Four personnel training records were reviewed. All personnel records require the documentation of training on assigned tasks during emergencies. The facility failed to document training in four of four personnel records.



This is a repeat citation from the November 7, 2011 and November 9, 2011 licensing inspection.



The Project Director confirmed the findings.
 
Plan of Correction
The emergency plan has been updated with specific duties assigned to staff to ensure that evacuation processes will be completed correctly. Training has been completed to bring all staff up to date. The annual training plan has it on its schedule to be reviewed yearly for all existing staff. The employee checklist includes that this training is completed for all new employees that start with the clinic within the first 7 days of hire. Facility Director will ensure that this is completed and documented in the employees personnel binder.

709.26(d)(2)  LICENSURE Personnel Management

709.26. Personnel management. (d) The personnel records shall include, but not be limited to: (2) The results of reference investigations.
Observations
Based on a review of personnel records, the facility failed to provide results of reference checks in one of two personnel records.



The findings included:



Three personnel records were reviewed. Two personnel records were reviewed for reference check results. The facility failed to document the results of reference checks in personnel record # 4.



Employee # 4 was hired on 3/16/2012. A request for reference checks was documented for Dataline on 3/16/2012. The results were not in the record as of the date of the review.



This is a repeat citation from the November 7, 2011 and November 9, 2011 licensing inspection.

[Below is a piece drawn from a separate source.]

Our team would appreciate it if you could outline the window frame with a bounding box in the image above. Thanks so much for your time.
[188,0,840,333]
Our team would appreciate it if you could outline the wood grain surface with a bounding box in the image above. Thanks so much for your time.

The findings were reviewed with the Project Director and confirmed.
 
Plan of Correction
Reference checks have been converted to using Dataline as its primary source for verifications. These verifications are placed in the employees files. This is to be completed by the Facility Director and filed prior to hiring of the new employee.

709.26(d)(4)  LICENSURE Personnel Management

709.26. Personnel management. (d) The personnel records shall include, but not be limited to: (4) Salary information.
Observations
Based on a review of personnel records, the facility failed to document salary information in one of four personnel records.



The findings included:



Four personnel records were reviewed. All personnel records require the documentation of salary information. The facility failed to document salary information in personnel record # 1. The record was requested for review and not provided so salary documentation could not be verified.



This is a repeat citation from the November 7, 2011 and November 9, 2011 licensing inspection.



The Project Director confirmed the findings.
 
Plan of Correction
Salary Documentations were added to employee's files. Annual review by the Facility Director at time of yearly evaluation will include this documentation. Even if no increase in salary is given, the form will be included to show that the process was reviewed.